Champanhes e Vinhos Espumantes

Champanhes e Vinhos Espumantes

Foto: Doable/amanaimages/Corbis

Toda passagem de ano merece ser celebrada com uma taça de vinho espumante na mão. Há quem prefira usá-lo já na ceia, uma combinação perfeita para jantares cujo protagonista é o pernil ou o bacalhau.

Apesar de não existir uma regra básica em harmonização de vinhos, uma boa pedida é prestar atenção nas indicações de sommeliers e adequá-los ao gosto dos seus convidados. Roberto Rodrigues, consultor e professor da Associação Brasileira de Sommeliers, indica algumas regrinhas básicas para você acertar em cheio na escolha do seu champanhe ou vinho espumante.

Harmonização

Entradas: O champanhe (vinho espumante produzido na região francesa de mesmo nome) e o prosecco (feito a partir da uva prosecco) combinam bem com canapés, caviar ou entradas leves. Na Europa, o espumante seco é bastante consumido com uma entrada feita à base de frutas oleaginosas, como castanhas, misturadas com uvas passas e damascos.

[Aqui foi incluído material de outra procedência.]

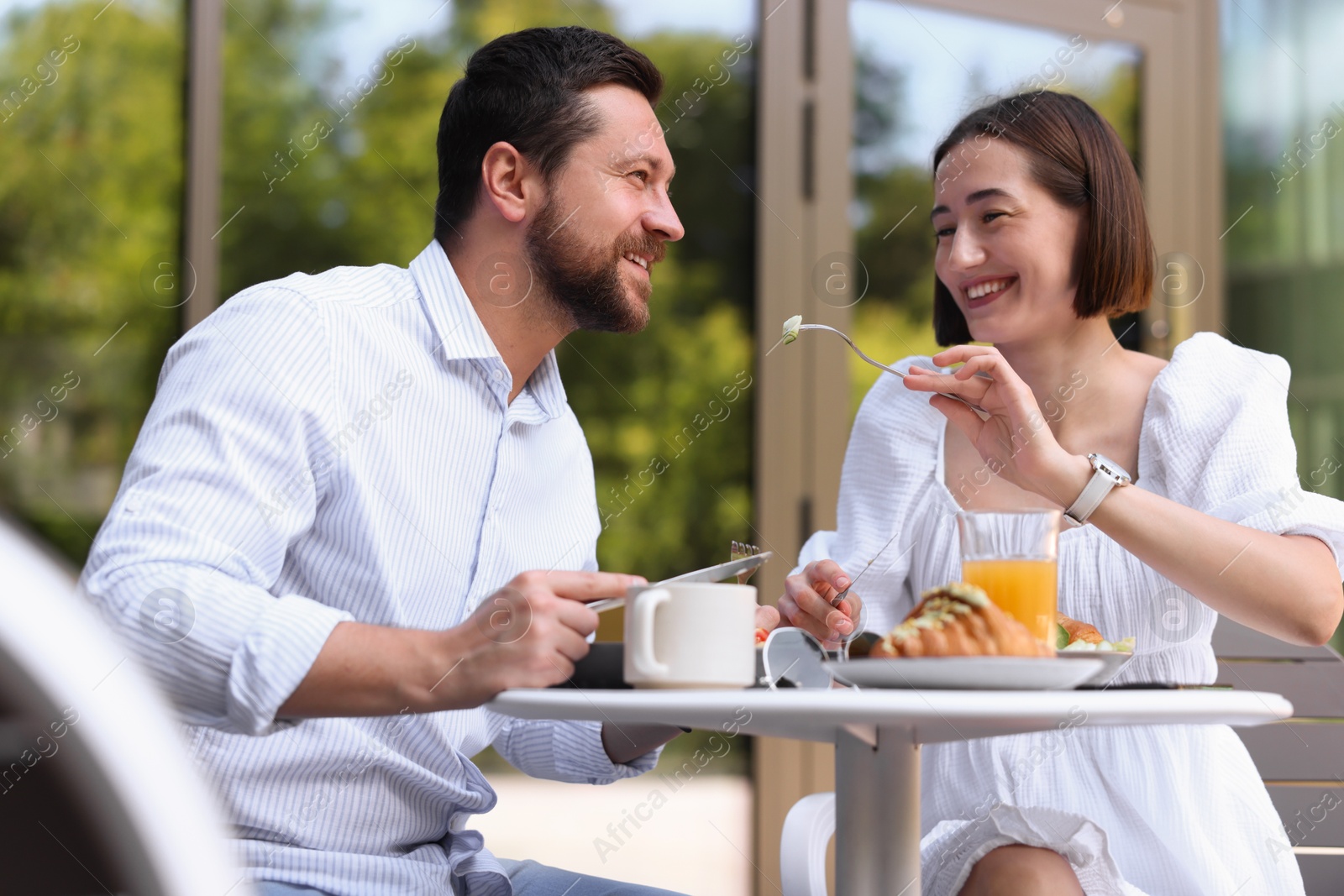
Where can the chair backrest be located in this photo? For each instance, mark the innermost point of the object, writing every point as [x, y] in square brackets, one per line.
[1301, 761]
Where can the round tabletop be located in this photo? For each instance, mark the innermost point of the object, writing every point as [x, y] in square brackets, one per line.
[931, 716]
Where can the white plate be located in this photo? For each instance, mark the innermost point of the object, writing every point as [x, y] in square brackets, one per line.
[1112, 664]
[969, 673]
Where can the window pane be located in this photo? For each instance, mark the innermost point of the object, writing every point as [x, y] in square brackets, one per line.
[1285, 238]
[91, 194]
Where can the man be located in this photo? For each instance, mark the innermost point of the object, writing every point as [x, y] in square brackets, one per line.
[322, 539]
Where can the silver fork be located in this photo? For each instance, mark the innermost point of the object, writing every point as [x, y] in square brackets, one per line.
[741, 551]
[884, 367]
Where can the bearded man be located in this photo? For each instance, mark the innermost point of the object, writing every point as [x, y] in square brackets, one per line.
[360, 506]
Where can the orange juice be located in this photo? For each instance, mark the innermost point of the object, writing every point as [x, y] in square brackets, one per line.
[1023, 589]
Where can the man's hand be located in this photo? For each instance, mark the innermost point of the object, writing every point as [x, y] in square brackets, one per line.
[808, 604]
[528, 634]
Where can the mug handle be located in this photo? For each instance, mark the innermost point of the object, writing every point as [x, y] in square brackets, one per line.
[642, 649]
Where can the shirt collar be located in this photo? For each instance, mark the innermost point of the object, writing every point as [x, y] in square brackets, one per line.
[461, 333]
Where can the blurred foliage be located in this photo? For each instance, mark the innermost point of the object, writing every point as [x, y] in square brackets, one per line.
[89, 194]
[333, 164]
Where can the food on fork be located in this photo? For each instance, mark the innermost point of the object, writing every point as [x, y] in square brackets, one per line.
[1072, 634]
[958, 620]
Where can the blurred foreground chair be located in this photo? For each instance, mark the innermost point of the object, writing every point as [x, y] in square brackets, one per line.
[97, 792]
[1301, 762]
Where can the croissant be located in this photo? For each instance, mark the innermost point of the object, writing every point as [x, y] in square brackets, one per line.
[958, 620]
[1079, 631]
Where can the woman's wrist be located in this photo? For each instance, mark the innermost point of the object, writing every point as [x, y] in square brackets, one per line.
[1068, 479]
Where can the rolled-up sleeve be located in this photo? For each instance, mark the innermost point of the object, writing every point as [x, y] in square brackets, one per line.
[569, 752]
[225, 476]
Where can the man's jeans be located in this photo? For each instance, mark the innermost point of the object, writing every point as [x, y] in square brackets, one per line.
[528, 879]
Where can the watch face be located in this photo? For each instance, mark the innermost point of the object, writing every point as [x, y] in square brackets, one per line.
[1104, 464]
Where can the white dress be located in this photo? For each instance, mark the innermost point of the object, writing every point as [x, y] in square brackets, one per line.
[1166, 809]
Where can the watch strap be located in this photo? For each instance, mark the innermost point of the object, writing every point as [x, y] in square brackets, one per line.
[1099, 486]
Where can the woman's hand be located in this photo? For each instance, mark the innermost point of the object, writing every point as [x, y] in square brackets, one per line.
[1015, 441]
[806, 604]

Alimentos mais gordurosos, como peru e pernil pedem vinhos espumantes secos com mais acidez, que também combinam com frutas secas, muito usadas em acompanhamentos.

Peixes e frutos do mar grelhados não são indicados para servir com vinhos secos, pois a bebida "esconde" o sabor do alimento. No entanto se as receitas levarem molhos, com o de manteiga e alcaparras, por exemplo, o tipo seco harmoniza muito bem. O mesmo vale para o camarão, principalmente em receitas com queijos ou catupiry, como é o caso do Camarão na Moranga.

Sobremesas: Vinhos espumantes doces do sul da Itália e ainda os nacionais produzidos com a uva moscatel, mais popular e aromática, são excelentes para saborear com rabanadas ou panetones tradicionais com frutas cristalizadas. Mas não quer dizer que todos são indicados para qualquer sobremesa, principalmente as mais doces, como uma torta de morango, por exemplo.

Tim-tim!

O correto é servir os espumantes doces com a temperatura de seis graus e os secos com 10º C. Para tanto basta deixar a garrafa no balde com água gelada cerca de meia hora antes de servir. Ou então colocar a garrafa na porta de geladeira à tarde. A taça deve ter o formato de uma tulipa para permitir que as bolhas subam à superfície e a temperatura permaneça a mesma por mais tempo.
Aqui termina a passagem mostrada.